List<List<String>> output = new ArrayList<>();
for(int i=0; i<CharList.size(); i++) output.add(new ArrayList<String>());
int startIndex=0;
int charPointer=0;
while(startIndex < recordList.size() && charPointer < CharList.size())
{
String charStr = CharList.get(charPointer);
String recStr = recordList.get(startIndex);
int cmp;
if(recStr.length() < charStr.length())
{
cmp = -1;
}
else
{
String recSubStr = recStr.substring(0, charStr.length());
cmp = recSubStr.compareToIgnoreCase(charStr);
}
if(cmp <= 0)
{
if(cmp == 0) output.get(charPointer).add(recStr);
startIndex++;
}
else
{
charPointer++;
}
}
for(int i=0; i<CharList.size(); i++)
{
System.out.println(CharList.get(i) + " : " + output.get(i));
}
Also, you should note that when you include a pattern that itself starts with another pattern (e.g. "zi" and "z") the longer pattern will never be matched, since the shorter one will capture all inputs.

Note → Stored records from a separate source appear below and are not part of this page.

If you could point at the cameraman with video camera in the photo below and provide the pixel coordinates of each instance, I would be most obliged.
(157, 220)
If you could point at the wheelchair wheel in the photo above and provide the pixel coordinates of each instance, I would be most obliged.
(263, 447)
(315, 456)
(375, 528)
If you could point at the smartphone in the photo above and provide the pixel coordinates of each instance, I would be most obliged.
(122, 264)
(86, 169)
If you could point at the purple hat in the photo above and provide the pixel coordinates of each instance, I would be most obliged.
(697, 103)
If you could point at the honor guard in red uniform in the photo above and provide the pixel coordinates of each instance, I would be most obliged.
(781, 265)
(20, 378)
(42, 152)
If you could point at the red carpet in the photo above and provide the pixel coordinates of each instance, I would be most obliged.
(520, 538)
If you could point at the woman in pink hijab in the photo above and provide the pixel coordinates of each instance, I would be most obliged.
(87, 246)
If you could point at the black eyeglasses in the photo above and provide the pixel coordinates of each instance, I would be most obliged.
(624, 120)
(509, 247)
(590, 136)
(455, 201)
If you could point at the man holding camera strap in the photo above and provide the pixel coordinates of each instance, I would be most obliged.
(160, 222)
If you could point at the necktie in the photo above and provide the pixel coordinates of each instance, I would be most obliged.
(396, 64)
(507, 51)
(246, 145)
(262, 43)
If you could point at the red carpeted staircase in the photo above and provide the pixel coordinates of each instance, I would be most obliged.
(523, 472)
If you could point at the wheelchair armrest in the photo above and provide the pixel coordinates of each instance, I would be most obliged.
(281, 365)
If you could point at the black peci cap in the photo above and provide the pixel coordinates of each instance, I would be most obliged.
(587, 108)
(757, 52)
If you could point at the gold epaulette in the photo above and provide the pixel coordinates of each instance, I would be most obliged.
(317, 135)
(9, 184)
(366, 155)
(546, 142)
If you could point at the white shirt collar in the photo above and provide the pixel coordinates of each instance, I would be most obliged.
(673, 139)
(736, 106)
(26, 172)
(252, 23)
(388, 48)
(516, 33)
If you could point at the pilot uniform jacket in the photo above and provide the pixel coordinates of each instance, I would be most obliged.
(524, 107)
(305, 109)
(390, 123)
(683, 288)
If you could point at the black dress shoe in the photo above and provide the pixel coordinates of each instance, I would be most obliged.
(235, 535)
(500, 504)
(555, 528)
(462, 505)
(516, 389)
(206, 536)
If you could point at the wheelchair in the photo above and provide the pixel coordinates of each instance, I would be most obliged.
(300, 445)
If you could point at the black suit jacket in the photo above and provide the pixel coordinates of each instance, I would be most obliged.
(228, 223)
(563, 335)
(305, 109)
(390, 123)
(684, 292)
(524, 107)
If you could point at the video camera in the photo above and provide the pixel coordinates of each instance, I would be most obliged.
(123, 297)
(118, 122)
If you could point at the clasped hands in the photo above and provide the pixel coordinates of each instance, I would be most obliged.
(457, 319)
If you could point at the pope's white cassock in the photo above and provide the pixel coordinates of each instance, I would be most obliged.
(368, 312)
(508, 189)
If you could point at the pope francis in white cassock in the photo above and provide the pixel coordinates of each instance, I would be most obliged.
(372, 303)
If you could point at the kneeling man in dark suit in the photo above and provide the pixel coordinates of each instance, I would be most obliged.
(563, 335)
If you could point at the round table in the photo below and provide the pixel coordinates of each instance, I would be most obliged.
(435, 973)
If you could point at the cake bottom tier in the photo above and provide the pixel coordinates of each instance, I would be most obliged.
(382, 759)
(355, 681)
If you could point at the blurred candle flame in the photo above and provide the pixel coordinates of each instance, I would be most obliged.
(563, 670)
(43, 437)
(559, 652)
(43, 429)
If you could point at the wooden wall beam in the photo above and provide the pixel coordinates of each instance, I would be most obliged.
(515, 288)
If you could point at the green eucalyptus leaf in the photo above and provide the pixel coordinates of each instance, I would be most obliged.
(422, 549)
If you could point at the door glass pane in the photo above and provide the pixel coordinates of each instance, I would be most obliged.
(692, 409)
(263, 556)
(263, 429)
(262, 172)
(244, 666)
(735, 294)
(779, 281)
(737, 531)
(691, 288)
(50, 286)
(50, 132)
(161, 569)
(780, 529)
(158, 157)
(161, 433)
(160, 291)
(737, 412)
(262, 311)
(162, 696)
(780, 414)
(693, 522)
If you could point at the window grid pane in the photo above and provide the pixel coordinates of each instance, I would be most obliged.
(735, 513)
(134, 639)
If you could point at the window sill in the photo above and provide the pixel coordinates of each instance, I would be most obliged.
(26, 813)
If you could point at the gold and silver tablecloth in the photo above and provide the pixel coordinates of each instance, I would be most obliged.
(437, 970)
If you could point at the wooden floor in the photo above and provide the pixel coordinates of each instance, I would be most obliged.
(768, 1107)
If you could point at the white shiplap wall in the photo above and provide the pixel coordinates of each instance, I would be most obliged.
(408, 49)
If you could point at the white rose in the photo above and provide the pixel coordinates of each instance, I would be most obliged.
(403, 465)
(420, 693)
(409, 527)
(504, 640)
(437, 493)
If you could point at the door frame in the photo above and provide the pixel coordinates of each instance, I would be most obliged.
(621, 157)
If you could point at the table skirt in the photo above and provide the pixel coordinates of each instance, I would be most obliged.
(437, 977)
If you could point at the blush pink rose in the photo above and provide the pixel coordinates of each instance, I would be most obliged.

I can see two problems in your code:
You should remove the following segment:
if (!isHit) {
startIndex++;
}
Actually you don't need that isHit variable at all. If a string doesn't match with a pattern then you still have to compare it with the next pattern.
You should sort the arrays in descending order. As SirRaffleBuffle noted in the other answer you should compare the strings with the longer pattern first. Sorting the strings and patterns in descending order will automatically solve this problem.